The Hong Kong Women’s Rugby Team have now competed in their first World Cup Tournament
The Hong Kong women’s rugby team did what their male counterparts have been able to do so far, qualify for the World Cup.
Although the men’s team is considered one of the better rugby national sides in Asia; it is the women’s team that have qualified first. In a region where celebrating female athletes is not as commonplace as in the west. Will this rugby team set in a motion a change in culture and start a legacy: That women can and should be celebrated for their athletic prowess and achievements; that sports are a worthy investment and that young girls can see that it is possible to have a career in sports.
Qualifying for the first time
The selectors complied a squad of 28 women, with a healthy mix of experience and potential to compete in Hong Kong’s first Women’s Rugby World Cup in Dublin.
The Squad selected:
Forwards: CHOW Mei-nam (captain); CHAN Ka-yan; CHAN Leong-sze, Royce; CHAN Tsz-ching, Agnes; CHENG Ka-chi, Christy; CHEUNG Shuk-Han, Jasmine; Christine GORDON; LAU Nga-wun, Tammy; LEE Ka-shun; PUN Wai-yan; Amelie SEURE; SIU Wing-ni, Winnie; SO Hoi-ting, Karen; TSANG Sin-yan; WONG Yuen-shan.
Backs: Adrienne GARVEY (vice captain); CHONG Ka-yan; CHOR Lik-fung, Laurel; Kelsie BOUTTLE; HO Wai-on, Jessica; Rose HOPEWELL-FONG Siu-lan; LAU Sze-wa; LEE Tsz-ting; MAK Ho-yee, Chloe; Natasha OLSON-THORNE; POON Pak-yan, Aggie; Colleen TJOSVOLD; Lindsay VARTY.
The Tournament, The Group of Death: NZ, Canada and Wales
Hong Kong had been placed in one of the most challenging groups of the tournament. They faced Canada and then the New Zealand Black Ferns, two of the tournaments favorites, losing to both by large margins. It prompted some to question if such mismatches risked undermining the competition as a spectacle.
These large score margins are by no means limited to the women’s game; Japan once lost to New Zealand by 145 points in the 1995 men’s World Cup. But Japan developed it side and eventually beat South Africa in the 2015 World Cup in one of the most memorable matches in men’s World Cup history.
Majority of the squad are amateurs
It must be remembered that much of the Hong Kong squad includes several full-time athletes from the HKRU sevens programme at the HKSI but the majority of the squad are amateurs. These women have given up significant amounts of time throughout the campaign to train.
“These are not professional players, but they train professionally”
“These are not professional players, but they train professionally,” said Hull. “They are doctors, teachers, social workers and students, and they deserve praise and respect for the commitment they have shown.”

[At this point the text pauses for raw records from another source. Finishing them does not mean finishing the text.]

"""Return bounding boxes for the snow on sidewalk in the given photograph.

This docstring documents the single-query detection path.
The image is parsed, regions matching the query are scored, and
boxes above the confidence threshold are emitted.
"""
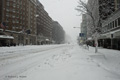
[8,45,120,80]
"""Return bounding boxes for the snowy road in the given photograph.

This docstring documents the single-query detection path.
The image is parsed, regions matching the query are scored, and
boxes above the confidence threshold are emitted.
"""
[0,44,120,80]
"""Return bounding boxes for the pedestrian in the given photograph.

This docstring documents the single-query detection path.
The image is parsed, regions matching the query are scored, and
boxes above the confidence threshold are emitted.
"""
[86,41,89,50]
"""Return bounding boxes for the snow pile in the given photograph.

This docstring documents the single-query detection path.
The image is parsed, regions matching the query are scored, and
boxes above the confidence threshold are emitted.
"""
[0,45,120,80]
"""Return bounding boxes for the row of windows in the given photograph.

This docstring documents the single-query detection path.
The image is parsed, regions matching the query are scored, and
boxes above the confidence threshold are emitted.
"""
[103,17,120,32]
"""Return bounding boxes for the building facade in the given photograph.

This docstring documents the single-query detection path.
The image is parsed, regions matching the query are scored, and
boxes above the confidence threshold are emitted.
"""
[0,0,52,45]
[88,0,120,50]
[52,21,65,44]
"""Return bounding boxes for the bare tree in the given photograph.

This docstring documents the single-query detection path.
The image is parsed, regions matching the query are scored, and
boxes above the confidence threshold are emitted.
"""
[76,0,114,53]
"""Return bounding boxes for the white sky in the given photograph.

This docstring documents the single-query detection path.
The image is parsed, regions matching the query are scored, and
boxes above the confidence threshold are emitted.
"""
[39,0,81,40]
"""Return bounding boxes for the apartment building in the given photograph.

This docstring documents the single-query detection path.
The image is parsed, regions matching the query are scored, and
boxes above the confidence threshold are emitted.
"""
[0,0,36,45]
[88,0,120,50]
[37,0,52,44]
[52,21,65,44]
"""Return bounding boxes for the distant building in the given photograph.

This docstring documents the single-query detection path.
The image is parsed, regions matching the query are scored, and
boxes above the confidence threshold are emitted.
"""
[52,21,65,44]
[87,0,120,50]
[0,0,52,45]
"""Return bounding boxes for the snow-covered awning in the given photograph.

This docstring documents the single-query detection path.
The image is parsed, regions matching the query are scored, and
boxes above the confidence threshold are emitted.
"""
[0,35,14,39]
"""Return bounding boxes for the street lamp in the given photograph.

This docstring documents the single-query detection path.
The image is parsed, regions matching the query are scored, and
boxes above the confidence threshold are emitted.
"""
[73,27,81,32]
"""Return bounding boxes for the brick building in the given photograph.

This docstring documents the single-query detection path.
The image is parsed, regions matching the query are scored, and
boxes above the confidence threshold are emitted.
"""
[37,0,52,44]
[0,0,36,45]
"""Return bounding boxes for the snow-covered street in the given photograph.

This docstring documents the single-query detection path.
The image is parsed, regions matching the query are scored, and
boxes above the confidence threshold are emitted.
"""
[0,44,120,80]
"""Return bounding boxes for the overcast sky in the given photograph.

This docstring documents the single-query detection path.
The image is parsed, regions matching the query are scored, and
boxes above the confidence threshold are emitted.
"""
[40,0,81,40]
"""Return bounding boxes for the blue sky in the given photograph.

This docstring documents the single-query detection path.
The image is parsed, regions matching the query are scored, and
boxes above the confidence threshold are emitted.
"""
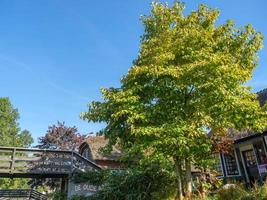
[0,0,267,144]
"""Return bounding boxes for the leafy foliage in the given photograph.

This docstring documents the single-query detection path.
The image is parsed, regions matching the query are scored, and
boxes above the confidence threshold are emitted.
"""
[82,2,267,198]
[0,98,33,147]
[0,98,33,189]
[76,161,176,200]
[37,122,85,150]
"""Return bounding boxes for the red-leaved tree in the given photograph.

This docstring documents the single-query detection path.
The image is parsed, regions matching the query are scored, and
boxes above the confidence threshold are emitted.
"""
[37,122,86,151]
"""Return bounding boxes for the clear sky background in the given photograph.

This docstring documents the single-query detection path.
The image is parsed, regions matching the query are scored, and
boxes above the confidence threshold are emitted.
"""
[0,0,267,142]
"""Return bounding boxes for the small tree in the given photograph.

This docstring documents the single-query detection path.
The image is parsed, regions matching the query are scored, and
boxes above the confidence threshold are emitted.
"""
[0,97,33,189]
[37,122,85,150]
[82,2,267,199]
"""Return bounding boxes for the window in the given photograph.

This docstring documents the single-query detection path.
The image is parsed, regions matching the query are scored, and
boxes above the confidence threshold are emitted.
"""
[224,151,239,176]
[213,154,223,176]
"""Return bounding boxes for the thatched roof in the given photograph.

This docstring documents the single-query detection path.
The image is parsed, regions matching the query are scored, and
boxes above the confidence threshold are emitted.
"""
[208,88,267,141]
[81,136,122,160]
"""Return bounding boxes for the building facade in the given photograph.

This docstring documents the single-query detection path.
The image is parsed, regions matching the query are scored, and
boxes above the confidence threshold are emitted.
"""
[79,136,122,169]
[217,89,267,183]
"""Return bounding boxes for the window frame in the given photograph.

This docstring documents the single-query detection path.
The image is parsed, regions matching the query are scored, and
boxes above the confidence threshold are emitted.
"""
[222,149,240,177]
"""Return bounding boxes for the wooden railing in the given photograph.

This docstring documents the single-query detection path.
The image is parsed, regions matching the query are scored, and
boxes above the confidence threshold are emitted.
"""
[0,189,48,200]
[0,147,101,177]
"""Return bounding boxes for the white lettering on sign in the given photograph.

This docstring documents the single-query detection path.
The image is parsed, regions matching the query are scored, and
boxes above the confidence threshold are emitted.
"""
[74,185,81,192]
[68,182,102,197]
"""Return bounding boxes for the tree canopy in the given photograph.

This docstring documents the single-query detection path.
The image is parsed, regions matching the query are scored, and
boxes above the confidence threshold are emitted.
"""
[0,97,33,189]
[0,98,33,147]
[37,122,85,150]
[82,2,266,199]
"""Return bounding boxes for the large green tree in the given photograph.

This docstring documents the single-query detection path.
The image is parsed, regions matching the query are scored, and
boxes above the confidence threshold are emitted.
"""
[82,2,266,199]
[0,97,33,189]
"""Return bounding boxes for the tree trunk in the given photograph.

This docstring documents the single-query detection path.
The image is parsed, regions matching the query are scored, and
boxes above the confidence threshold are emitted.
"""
[175,158,184,200]
[185,160,192,199]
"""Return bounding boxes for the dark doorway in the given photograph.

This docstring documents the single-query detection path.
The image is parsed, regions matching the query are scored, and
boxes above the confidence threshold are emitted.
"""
[242,149,260,183]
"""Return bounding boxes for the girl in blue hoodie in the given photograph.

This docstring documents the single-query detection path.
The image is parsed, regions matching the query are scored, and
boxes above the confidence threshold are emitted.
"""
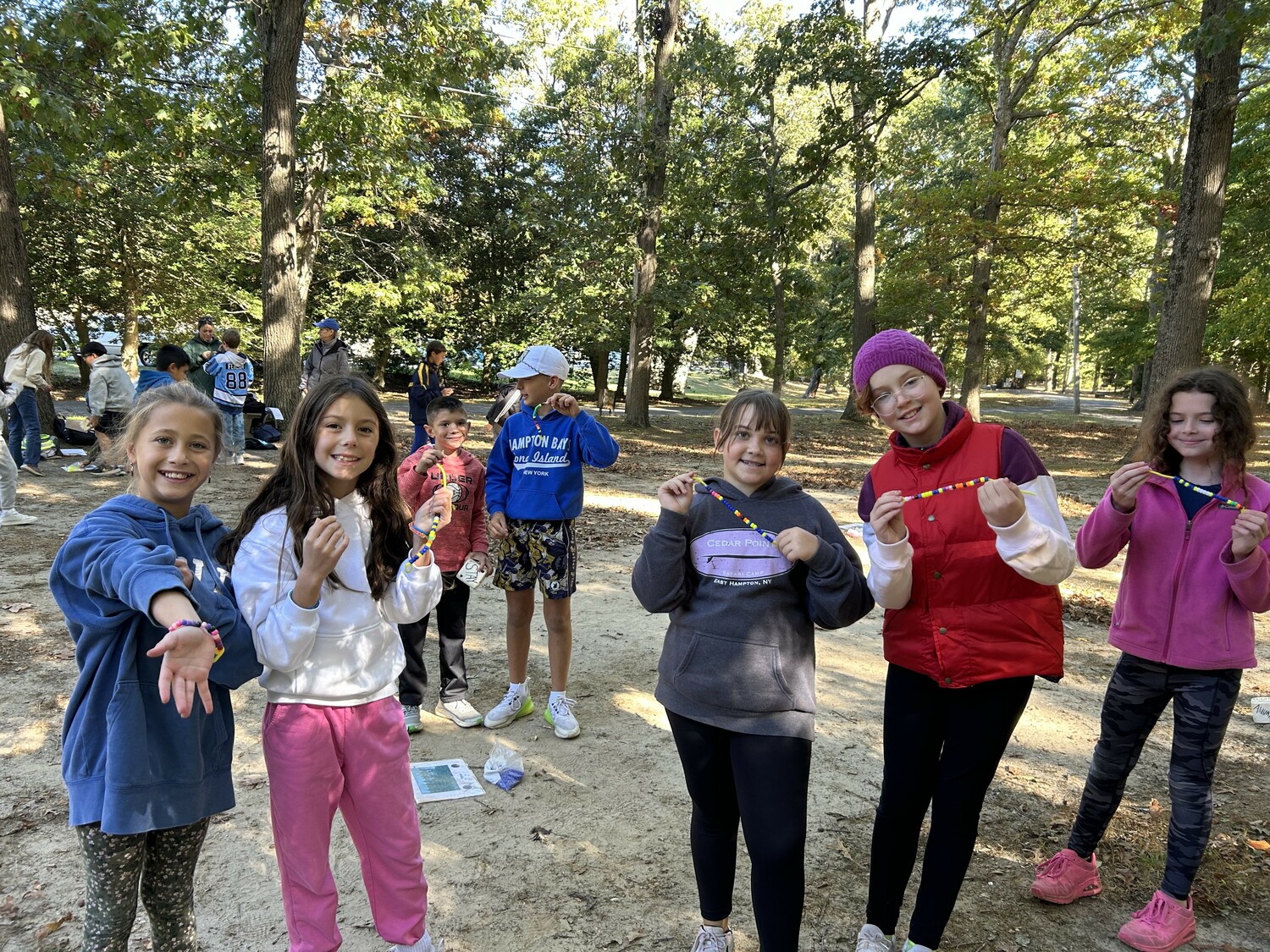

Perhaps with more support and investment, the women’s team would continue to get stronger.
Fist points in the World Cup
Hong Kong women’s team sought to answer their critics immediately as they went out energetically to face Wales, scoring first! They played aggressive and expansive rugby which rattled Wales and helped produce one of the most entertaining matches of this tournament.
Hong Kong’s ferocious tackling and dogged rugby, despite being unable to secure the victory, displayed a spirit that said Hong Kong will definitely be back next tournament.
Reflections of Coach Jo Hull’s Goals before the tournament:
Hong Kong coach Jo Hull had said before the tournament began, that she sought to leverage the Rugby World Cup to be a transformative event for Hong Kong Women’s Rugby.
“to ensure that our first World Cup appearance isn’t our last, and to create a legacy for the game back home in Hong Kong”
“We are going to use every woman in the squad in Ireland, and that is a key to our larger goal and mission: to ensure that our first World Cup appearance isn’t our last, and to create a legacy for the game back home in Hong Kong,” said national coach Jo Hull.
“Qualification for the World Cup is a good start, but our objectives transcend wins and losses in terms of creating our legacy. We want to inspire more girls to take up Rugby after our appearance.”
“Qualification for the World Cup is a good start, but our objectives transcend wins and losses in terms of creating our legacy. We want to inspire more girls to take up Rugby after our appearance.
“We also want to change the perception of the women’s game in Hong Kong and to show how tough you have to be, how dedicated and how resilient you have to be – rather than giving in or walking away when it gets tough. The players selected are a key to crafting that legacy,” Hull added.
Hull and the Hong Kong team did exactly that, they gained experience, they never gave up and they no doubt return to cement their position as legitimate competitors on the international stage.